Phylogenomic Classification and the Evolution of Clonal Complex 5 Methicillin-Resistant Staphylococcus aureus in the Western Hemisphere

Abstract

Clonal complex 5 methicillin-resistant Staphylococcus aureus (CC5-MRSA) includes multiple prevalent clones that cause hospital-associated infections in the Western Hemisphere. Here, we present a phylogenomic study of these MRSA to reveal their phylogeny, spatial and temporal population structure, and the evolution of selected traits. We studied 598 genome sequences, including 409 newly generated sequences, from 11 countries in Central, North, and South America, and references from Asia and Europe. An early-branching CC5-Basal clade is well-dispersed geographically, is methicillin-susceptible and MRSA predominantly of ST5-IV such as the USA800 clone, and includes separate subclades for avian and porcine strains. In the early 1970s and early 1960s, respectively, two clades appeared that subsequently underwent major expansions in the Western Hemisphere: a CC5-I clade in South America and a CC5-II clade largely in Central and North America. The CC5-I clade includes the ST5-I Chilean/Cordobes clone, and the ST228-I South German clone as an early offshoot, but is distinct from other ST5-I clones from Europe that nest within CC5-Basal. The CC5-II clade includes divergent strains of the ST5-II USA100 clone, various other clones, and most known vancomycin-resistant strains of S. aureus, but is distinct from ST5-II strain N315 from Japan that nests within CC5-Basal. The recombination rate of CC5 was much lower than has been reported for other S. aureus genetic backgrounds, which indicates that recurrence of vancomycin resistance in CC5 is not likely due to an enhanced promiscuity. An increased number of antibiotic resistances and decreased number of toxins with distance from the CC5 tree root were observed. Of note, the expansions of the CC5-I and CC5-II clades in the Western Hemisphere were preceded by convergent gains of resistance to fluoroquinolone, macrolide, and lincosamide antibiotics, and convergent losses of the staphylococcal enterotoxin p (sep) gene from the immune evasion gene cluster of phage ϕSa3. Unique losses of surface proteins were also noted for these two clades. In summary, our study has determined the relationships of different clades and clones of CC5 and has revealed genomic changes for increased antibiotic resistance and decreased virulence associated with the expansions of these MRSA in the Western Hemisphere.

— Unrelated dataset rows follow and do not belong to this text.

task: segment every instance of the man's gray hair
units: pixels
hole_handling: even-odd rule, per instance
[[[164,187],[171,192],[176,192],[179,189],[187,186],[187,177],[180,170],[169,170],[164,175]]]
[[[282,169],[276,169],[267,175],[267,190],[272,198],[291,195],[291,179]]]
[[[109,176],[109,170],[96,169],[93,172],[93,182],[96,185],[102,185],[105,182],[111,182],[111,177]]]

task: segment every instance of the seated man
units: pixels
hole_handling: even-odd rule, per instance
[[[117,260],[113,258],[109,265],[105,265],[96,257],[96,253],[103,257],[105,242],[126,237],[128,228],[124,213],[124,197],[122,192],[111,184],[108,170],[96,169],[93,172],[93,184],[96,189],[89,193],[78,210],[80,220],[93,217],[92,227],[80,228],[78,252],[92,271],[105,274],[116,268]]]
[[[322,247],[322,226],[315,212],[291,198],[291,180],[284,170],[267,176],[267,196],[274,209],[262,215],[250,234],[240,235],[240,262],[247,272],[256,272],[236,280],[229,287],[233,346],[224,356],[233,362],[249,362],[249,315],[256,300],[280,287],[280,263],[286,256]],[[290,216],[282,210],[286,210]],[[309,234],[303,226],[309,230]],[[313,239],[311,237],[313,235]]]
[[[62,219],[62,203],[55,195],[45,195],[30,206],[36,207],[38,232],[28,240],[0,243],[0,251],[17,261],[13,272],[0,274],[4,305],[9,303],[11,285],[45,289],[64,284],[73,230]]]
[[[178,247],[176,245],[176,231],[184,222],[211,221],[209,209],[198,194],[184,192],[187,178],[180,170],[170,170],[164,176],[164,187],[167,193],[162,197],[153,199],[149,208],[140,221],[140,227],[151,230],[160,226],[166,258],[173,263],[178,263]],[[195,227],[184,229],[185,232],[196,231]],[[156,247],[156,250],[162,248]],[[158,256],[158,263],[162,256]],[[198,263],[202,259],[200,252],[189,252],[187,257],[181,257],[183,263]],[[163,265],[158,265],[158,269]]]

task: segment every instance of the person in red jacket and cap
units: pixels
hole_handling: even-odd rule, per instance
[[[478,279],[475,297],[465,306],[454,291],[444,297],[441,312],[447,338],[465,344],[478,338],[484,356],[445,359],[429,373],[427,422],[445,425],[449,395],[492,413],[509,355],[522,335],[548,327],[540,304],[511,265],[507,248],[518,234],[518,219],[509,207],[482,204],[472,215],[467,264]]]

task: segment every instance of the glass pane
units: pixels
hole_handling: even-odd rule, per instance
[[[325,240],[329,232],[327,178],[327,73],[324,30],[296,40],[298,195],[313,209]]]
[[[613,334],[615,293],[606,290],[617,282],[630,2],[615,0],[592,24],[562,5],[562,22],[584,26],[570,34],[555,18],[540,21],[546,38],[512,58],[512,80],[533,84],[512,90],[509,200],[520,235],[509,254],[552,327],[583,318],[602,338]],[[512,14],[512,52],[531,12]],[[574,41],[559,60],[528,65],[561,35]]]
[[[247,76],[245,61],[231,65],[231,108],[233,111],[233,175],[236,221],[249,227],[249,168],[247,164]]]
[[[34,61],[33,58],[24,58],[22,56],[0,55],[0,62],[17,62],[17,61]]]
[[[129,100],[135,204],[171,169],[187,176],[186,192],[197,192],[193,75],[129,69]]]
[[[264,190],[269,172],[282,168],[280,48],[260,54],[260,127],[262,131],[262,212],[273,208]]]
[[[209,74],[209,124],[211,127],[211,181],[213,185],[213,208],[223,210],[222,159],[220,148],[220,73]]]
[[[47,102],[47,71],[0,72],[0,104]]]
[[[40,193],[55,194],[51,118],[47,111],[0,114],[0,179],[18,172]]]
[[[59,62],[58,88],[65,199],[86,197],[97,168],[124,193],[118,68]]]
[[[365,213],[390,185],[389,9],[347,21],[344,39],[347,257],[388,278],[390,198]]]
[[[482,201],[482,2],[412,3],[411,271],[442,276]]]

Keywords: MRSA; convergent evolution; local adaptation; methicillin-resistant Staphylococcus aureus; phylogenomics.

FIGURE 1

Phylogeny of CC5. The ML phylogeny has recombination-corrected branch lengths and is outgroup-rooted. The major clades of CC5-Basal, CC5-I, and CC5-II are indicated with shading. The statistical support for these clades is described in the text. The positions of reference strains are indicated with stars. The four rings in the direction of inner-outer, show continent (ring 1), country (ring 2), SCCmec type (ring 3), and multilocus ST (ring 4) for each genome. STs with less than three genomes were combined into “Other STs” for display purposes. Scale bar indicates number of substitutions per site.

FIGURE 2

Convergent evolution within CC5. The ML phylogeny of Figure 1 is shown. The major clades, multilocus ST, and SCCmec type are shown for reference purposes and colored as in Figure 1. The CC5-I and CC5-II B expansion nodes are indicated with arrows. ML ancestral state reconstruction is shown along the phylogenetic backbone leading to the two expansion nodes; the four pie-charts at each of the backbone nodes indicate the likelihood of (in left-to-right order), fluoroquinolone, macrolide, and lincosamide resistance (red) or susceptibility (blue), and the presence (red) or absence (blue) of the sep toxin gene. Table adjacent to the tree indicates these traits in each genome. Scale bar indicates number of substitutions per site.